Results: Peripheral neuropathy was present in 18 (18%) of the study participants. Carpal tunnel syndrome was the most prevalent type, affecting 10 (55.56%) of those with neuropathy. Significant differences were found in the left peroneal motor nerve (p = 0.003) and right tibial nerve (p = 0.03) conduction times. Additionally, significant associations were observed between rheumatoid factor positivity (p = 0.011), anti-cyclic citrullinated peptide (anti-CCP) antibody status (p = 0.032), and the presence of peripheral neuropathy.

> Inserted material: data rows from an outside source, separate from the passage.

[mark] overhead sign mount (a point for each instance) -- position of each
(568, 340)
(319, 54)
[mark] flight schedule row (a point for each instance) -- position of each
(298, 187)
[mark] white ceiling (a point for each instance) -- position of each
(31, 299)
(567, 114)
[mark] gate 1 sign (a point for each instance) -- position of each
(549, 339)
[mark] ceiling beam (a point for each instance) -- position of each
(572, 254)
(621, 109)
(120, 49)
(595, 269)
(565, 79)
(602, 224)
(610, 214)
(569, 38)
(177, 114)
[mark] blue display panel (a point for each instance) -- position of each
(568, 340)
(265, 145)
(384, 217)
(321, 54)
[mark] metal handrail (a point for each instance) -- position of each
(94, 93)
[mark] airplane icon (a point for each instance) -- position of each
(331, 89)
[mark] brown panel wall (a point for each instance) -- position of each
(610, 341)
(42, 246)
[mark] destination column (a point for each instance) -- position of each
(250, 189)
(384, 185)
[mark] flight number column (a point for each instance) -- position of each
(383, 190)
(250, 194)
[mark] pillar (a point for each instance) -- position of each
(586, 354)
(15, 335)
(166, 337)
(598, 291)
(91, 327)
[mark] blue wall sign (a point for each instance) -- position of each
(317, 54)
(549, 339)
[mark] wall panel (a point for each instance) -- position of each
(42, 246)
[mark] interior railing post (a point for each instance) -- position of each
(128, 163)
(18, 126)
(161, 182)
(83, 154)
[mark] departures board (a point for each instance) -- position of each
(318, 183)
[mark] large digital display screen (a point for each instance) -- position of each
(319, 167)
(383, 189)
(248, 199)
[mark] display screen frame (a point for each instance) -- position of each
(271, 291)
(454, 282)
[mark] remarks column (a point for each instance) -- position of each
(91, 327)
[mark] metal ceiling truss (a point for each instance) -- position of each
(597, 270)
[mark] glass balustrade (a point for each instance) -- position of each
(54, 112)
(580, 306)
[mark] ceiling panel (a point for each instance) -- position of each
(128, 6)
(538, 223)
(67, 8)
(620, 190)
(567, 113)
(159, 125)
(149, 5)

Conclusion: This study underscores the importance of early detection and intervention for peripheral neuropathy in patients with ACTDs. The study's findings align with existing literature, suggesting that a substantial proportion of patients with ACTDs are at risk for peripheral neuropathy, particularly in older patients and those with specific autoimmune markers. Regular NCS assessments are recommended to identify at-risk individuals, potentially mitigating the progression of neuropathy and improving patient outcomes. Future research should include larger, more diverse populations and longitudinal studies to further validate these findings.
Keywords: early detection; incidence; positive association; risk factors in ctds; subclinical neuropathy.